James launched his career at Berkshire Bank and Trust, starting as a loan officer and working his way up to branch manager, while Williamson worked out of their home for Pittsfield Dry Cleaners. When her children were older and more independent, Williamson served as a dietitian at the Early Childhood Development Center, a role that, later in life, “well into her 60s,” saw her return to school to study nutrition at Berkshire Community College.

Before A.M.E. Zion established its church on Linden Street, the Williamsons and other families worshipped at a house on Onota Street, Joy said. When the rabbi of the synagogue on Linden Street announced plans to close, he spoke with the Williamsons, and her father told them their congregation was searching for a place to worship, and the church purchased the building for a nominal price.

“I still remember, as a little girl, in 1974, we walked from Onota Street to our current location, and that was spearheaded by my parents,” she said.

Williamson went on to hold several roles within the church to which she was so deeply committed, her children said, becoming a consecrated deaconess in 1976 and a longtime member of the church choir. She started traveling for conventions about 1979, and did so for the next four decades, Joy said, while serving as district officer for A.M.E. Zion’s Women’s Home and Overseas Missionary Society.

Kerry recalls one time, more than 35 years ago, when his mother and father sat around their table at home, trying to figure out college finances for one of his brothers, who ultimately graduated from Duke University. Not long after, Kerry’s father started complaining about stomach problems, eating Rolaids to ease the persistent pain.

By the time he was checked, James Williamson was diagnosed with advanced colon cancer, and passed away about age 50. His death was devastating to the family, Kerry said. Williamson never remarried, but found comfort in the church.

“My mom leaned on the church after my dad died; that was her rock,” he said.

She was involved heavily in the Christian Center, Kevin said, especially after an injury forced her to retire from the Early Childhood Development Center, heading to Robbins Avenue a few times a week during lunchtime and helping out with clothes drives and other events.

“She was a very gracious person, and she felt a need to talk with people, and try to help them,” said Betsy Sherman, the center’s director.

In 2010, Williamson completed four years of biblical studies and became an ordained elder, serving as pastor of Clinton A.M.E. Zion Church until her retirement in 2017.

Williamson followed politics closely, and in 1965 was photographed in The Eagle at Park Square demonstrating for civil rights, Kevin said, and went on to help found the Women of Color Giving Circle. After President Barack Obama took office, Joy and her mother went to Washington and toured the White House. When they reached the West Wing, Joy said, Williamson, who Kevin said could not vote until well into her 30s, was overcome.
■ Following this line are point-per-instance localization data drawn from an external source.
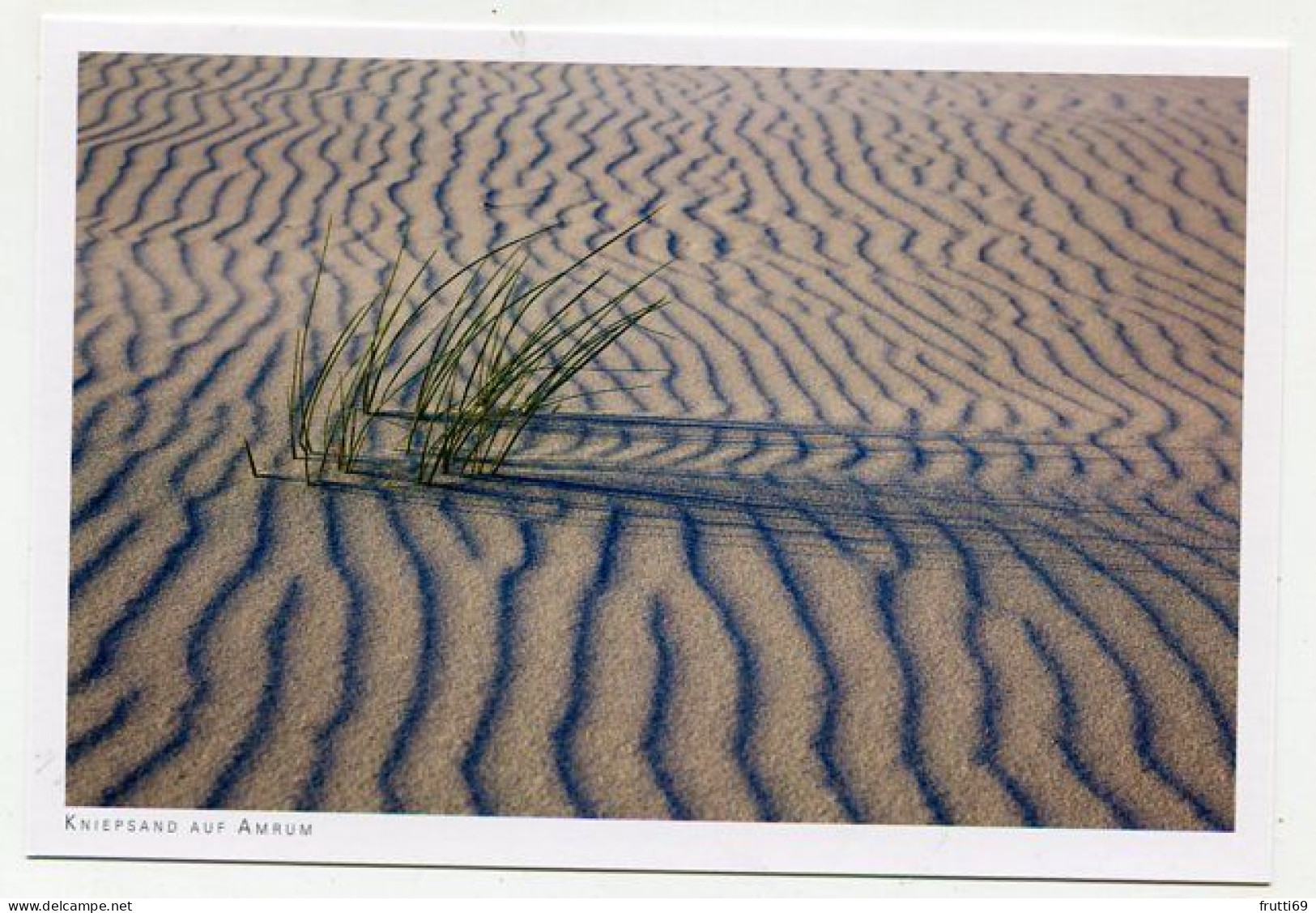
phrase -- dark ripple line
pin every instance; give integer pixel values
(261, 729)
(198, 642)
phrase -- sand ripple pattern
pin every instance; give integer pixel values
(930, 514)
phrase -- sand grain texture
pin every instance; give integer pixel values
(930, 514)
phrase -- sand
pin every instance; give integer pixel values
(928, 514)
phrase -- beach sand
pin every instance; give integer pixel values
(928, 514)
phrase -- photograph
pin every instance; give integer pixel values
(577, 440)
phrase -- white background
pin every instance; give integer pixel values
(1291, 20)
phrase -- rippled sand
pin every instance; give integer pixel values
(930, 514)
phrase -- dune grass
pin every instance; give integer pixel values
(445, 382)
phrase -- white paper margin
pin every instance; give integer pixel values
(1240, 855)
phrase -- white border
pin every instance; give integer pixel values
(1241, 855)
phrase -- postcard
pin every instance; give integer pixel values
(667, 450)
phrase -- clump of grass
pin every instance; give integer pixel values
(452, 377)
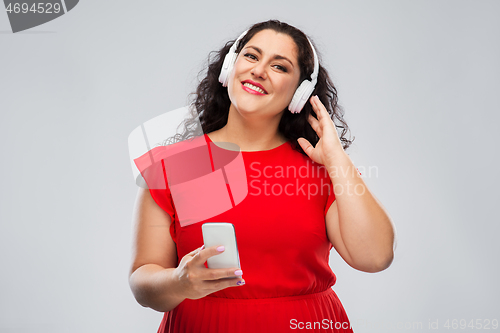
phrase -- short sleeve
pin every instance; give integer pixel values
(155, 178)
(331, 196)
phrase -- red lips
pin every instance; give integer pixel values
(255, 84)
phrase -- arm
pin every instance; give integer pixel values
(357, 225)
(154, 256)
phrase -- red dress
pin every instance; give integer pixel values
(283, 248)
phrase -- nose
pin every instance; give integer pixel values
(259, 70)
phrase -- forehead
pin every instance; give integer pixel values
(272, 42)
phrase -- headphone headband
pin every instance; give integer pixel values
(302, 93)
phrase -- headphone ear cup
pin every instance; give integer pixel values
(301, 96)
(227, 68)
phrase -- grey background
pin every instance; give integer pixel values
(419, 83)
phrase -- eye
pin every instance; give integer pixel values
(281, 68)
(251, 56)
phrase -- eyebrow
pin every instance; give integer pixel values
(276, 56)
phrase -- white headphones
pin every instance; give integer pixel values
(302, 93)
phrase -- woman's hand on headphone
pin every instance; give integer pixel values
(329, 145)
(196, 281)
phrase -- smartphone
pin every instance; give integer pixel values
(221, 233)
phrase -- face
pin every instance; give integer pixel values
(265, 75)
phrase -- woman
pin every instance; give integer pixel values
(284, 229)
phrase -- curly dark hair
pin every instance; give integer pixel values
(210, 103)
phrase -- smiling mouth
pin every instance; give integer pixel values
(253, 89)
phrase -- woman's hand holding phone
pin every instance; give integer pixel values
(197, 281)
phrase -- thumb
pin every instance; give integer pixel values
(306, 146)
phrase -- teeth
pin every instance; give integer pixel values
(251, 86)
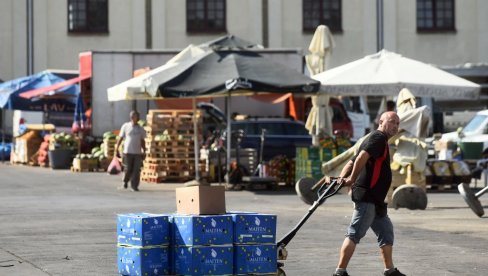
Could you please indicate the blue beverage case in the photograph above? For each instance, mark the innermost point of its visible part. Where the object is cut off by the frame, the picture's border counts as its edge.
(191, 230)
(204, 260)
(143, 229)
(143, 260)
(255, 259)
(254, 228)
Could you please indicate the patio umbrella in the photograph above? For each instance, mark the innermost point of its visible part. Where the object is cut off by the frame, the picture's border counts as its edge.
(320, 117)
(386, 73)
(63, 99)
(220, 69)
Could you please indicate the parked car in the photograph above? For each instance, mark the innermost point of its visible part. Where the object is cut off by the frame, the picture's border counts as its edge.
(476, 130)
(283, 135)
(281, 138)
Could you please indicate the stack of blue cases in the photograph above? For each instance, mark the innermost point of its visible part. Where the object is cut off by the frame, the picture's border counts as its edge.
(143, 244)
(254, 244)
(202, 244)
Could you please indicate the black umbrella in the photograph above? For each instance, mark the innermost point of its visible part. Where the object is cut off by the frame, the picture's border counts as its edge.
(217, 72)
(223, 67)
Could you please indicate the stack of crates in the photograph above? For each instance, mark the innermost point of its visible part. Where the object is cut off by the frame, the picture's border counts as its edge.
(309, 161)
(143, 244)
(202, 245)
(255, 250)
(169, 145)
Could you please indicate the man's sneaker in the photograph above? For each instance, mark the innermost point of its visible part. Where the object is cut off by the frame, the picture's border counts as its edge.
(395, 272)
(122, 187)
(342, 273)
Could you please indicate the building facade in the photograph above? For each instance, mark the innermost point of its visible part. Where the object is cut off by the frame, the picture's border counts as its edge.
(43, 34)
(441, 32)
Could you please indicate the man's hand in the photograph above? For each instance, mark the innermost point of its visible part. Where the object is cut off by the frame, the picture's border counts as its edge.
(345, 181)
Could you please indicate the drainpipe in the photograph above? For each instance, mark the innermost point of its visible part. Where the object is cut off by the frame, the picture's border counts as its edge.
(30, 37)
(379, 25)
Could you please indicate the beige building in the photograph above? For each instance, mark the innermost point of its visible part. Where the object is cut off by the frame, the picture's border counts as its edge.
(441, 32)
(60, 29)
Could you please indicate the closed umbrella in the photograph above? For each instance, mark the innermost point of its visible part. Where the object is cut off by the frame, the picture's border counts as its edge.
(320, 118)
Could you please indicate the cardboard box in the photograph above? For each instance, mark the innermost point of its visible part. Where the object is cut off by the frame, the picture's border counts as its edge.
(204, 260)
(444, 145)
(142, 261)
(143, 229)
(254, 228)
(200, 200)
(202, 230)
(255, 259)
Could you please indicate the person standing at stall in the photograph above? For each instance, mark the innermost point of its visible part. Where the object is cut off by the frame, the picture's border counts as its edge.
(134, 151)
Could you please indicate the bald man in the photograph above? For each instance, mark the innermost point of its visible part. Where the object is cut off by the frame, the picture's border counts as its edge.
(369, 176)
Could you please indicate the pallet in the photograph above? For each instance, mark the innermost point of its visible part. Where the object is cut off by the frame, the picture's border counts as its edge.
(169, 167)
(169, 161)
(171, 155)
(167, 174)
(73, 169)
(168, 150)
(166, 179)
(172, 143)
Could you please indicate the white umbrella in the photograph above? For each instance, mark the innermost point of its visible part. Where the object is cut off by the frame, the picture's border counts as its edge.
(320, 117)
(386, 73)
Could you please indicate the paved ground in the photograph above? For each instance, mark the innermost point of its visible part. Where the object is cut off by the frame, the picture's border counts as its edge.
(55, 222)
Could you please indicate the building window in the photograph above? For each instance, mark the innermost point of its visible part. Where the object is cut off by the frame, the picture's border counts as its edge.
(88, 16)
(322, 12)
(435, 15)
(205, 16)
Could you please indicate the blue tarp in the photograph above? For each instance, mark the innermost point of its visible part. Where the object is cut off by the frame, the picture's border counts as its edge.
(62, 100)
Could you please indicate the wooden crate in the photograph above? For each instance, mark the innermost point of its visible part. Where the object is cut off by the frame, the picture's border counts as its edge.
(84, 165)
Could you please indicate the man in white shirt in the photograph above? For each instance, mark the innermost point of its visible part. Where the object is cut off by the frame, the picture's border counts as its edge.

“Her thought was, ‘How can a little girl from Tallassee be standing right here, looking at President Obama’s desk?’” said Joy.

Christmas cards from the White House arrived at Williamson’s home for the next several years.

When Kerry thinks about his mother’s life, he marvels at the “light that went on” inside her, opening up a rich, hard-fought life not only for herself, but also for her children. She had a way of forging connections with strangers in no time at all, which Kerry’s wife, Rebecca, said persisted even as she began experiencing the symptoms of dementia.

One time, Williamson visited their home in Greenfield, Rebecca said, and she struck up a conversation with another woman who also suffered from dementia.

After learning of Williamson’s death, the woman, although herself experiencing memory loss, replied, “I’ll meet her up there one day, and she’ll remember me.”